Opinión | ÁGORA

Inteligencia artificial

El algoritmo es el triunfo de la rebelión de las masas y amenaza con apagar la voz del singular en su derecho a ser él mismo

Recreación artística del impacto de la IA en la disciplina informática. / GENERADOR DE IMÁGENES DE LA IA DE BING PARA T21PRENSA IBÉRICA, DESARROLLADA CON TECNOLOGÍA DE DALL·E.

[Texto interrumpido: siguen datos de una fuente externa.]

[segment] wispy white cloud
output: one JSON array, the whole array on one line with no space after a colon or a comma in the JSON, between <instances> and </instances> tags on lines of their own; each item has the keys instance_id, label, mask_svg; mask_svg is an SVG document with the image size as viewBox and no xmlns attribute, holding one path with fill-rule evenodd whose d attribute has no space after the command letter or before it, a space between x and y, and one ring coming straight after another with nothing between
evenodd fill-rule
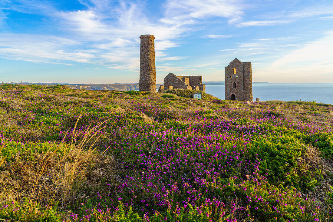
<instances>
[{"instance_id":1,"label":"wispy white cloud","mask_svg":"<svg viewBox=\"0 0 333 222\"><path fill-rule=\"evenodd\" d=\"M232 37L231 35L207 35L205 37L211 39L224 39L226 38Z\"/></svg>"},{"instance_id":2,"label":"wispy white cloud","mask_svg":"<svg viewBox=\"0 0 333 222\"><path fill-rule=\"evenodd\" d=\"M299 11L289 11L285 15L290 17L309 17L332 14L333 14L333 6L325 5L313 6Z\"/></svg>"},{"instance_id":3,"label":"wispy white cloud","mask_svg":"<svg viewBox=\"0 0 333 222\"><path fill-rule=\"evenodd\" d=\"M285 53L266 68L256 72L257 79L278 82L331 81L333 74L333 31L322 38ZM330 79L331 80L329 80Z\"/></svg>"},{"instance_id":4,"label":"wispy white cloud","mask_svg":"<svg viewBox=\"0 0 333 222\"><path fill-rule=\"evenodd\" d=\"M80 0L85 8L71 11L57 9L52 1L17 2L8 2L1 8L47 17L58 30L67 33L66 38L27 34L0 36L3 56L37 62L76 61L129 69L139 68L139 36L143 34L156 37L157 61L181 59L183 57L168 55L167 50L179 46L175 40L190 31L200 19L215 16L230 20L243 14L239 1L226 0L168 0L164 6L163 17L155 21L146 16L146 3L141 1ZM115 62L120 65L110 65Z\"/></svg>"},{"instance_id":5,"label":"wispy white cloud","mask_svg":"<svg viewBox=\"0 0 333 222\"><path fill-rule=\"evenodd\" d=\"M320 17L318 18L321 19L333 19L333 15L331 15L330 16L324 16L324 17Z\"/></svg>"},{"instance_id":6,"label":"wispy white cloud","mask_svg":"<svg viewBox=\"0 0 333 222\"><path fill-rule=\"evenodd\" d=\"M292 21L286 20L276 20L272 21L252 21L247 22L241 22L237 24L238 27L247 27L248 26L263 26L269 25L275 25L292 22Z\"/></svg>"}]
</instances>

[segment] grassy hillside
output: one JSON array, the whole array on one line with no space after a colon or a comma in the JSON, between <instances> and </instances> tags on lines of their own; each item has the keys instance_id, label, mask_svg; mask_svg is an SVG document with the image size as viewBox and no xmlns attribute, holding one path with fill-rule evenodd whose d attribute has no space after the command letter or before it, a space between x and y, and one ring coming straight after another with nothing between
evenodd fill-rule
<instances>
[{"instance_id":1,"label":"grassy hillside","mask_svg":"<svg viewBox=\"0 0 333 222\"><path fill-rule=\"evenodd\" d=\"M333 221L333 106L167 93L0 86L0 221Z\"/></svg>"}]
</instances>

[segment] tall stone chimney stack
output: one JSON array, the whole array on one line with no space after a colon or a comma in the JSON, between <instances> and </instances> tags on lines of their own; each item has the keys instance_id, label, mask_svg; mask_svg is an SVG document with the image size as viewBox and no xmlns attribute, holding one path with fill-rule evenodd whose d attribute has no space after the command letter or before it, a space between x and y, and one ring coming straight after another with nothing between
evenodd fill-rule
<instances>
[{"instance_id":1,"label":"tall stone chimney stack","mask_svg":"<svg viewBox=\"0 0 333 222\"><path fill-rule=\"evenodd\" d=\"M152 35L140 36L140 91L156 92L156 71L155 67L155 37Z\"/></svg>"}]
</instances>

El algoritmo es desconsiderado. Por eso debemos mirar con desconfianza lo que nos ofrece. Recopilando la información que circula por la red, derivada de opiniones no contratadas, comunicaciones de todo tipo, bromas, comentarios, organiza una decisión arbitraria sobre un singular. Así, la IA ha declarado que un pueblecito de Orense es el más feo del mundo. Indignados, los habitantes han colgado fotos de su bonita iglesia y de sus verdes parques. No parece el pueblo más feo del mundo. Alguien ha preguntado eso al ChatGPT y este responde impasible. El singular deja de tener el control sobre sí mismo.

Si uno va a Google porque siente curiosidad sobre este asunto, se dará cuenta de que estas preguntas abundan. Cuál es el pueblo más feo de Madrid, Cádiz, Canarias, España, de cualquier sitio. Sin embargo, uno no comprende las razones que puede tener la decisión de la IA que hace de Sagunto, con sus ruinas romanas y su judería, el pueblo más feo de la Comunidad Valenciana. Darnos cuenta de lo absurdo de esta pregunta nos lleva a comprender lo ideológico de llamar a esta herramienta Inteligencia Artificial. En realidad, puede acoger en su seno toda la arbitrariedad de la estupidez humana, replicarla, extenderla, sacralizarla. Preguntar por sus razones es ridículo. Ordena enunciados sin otra lógica que su existencia. Dar razón, justificar lo dicho, lo propio de la inteligencia, le es ajeno.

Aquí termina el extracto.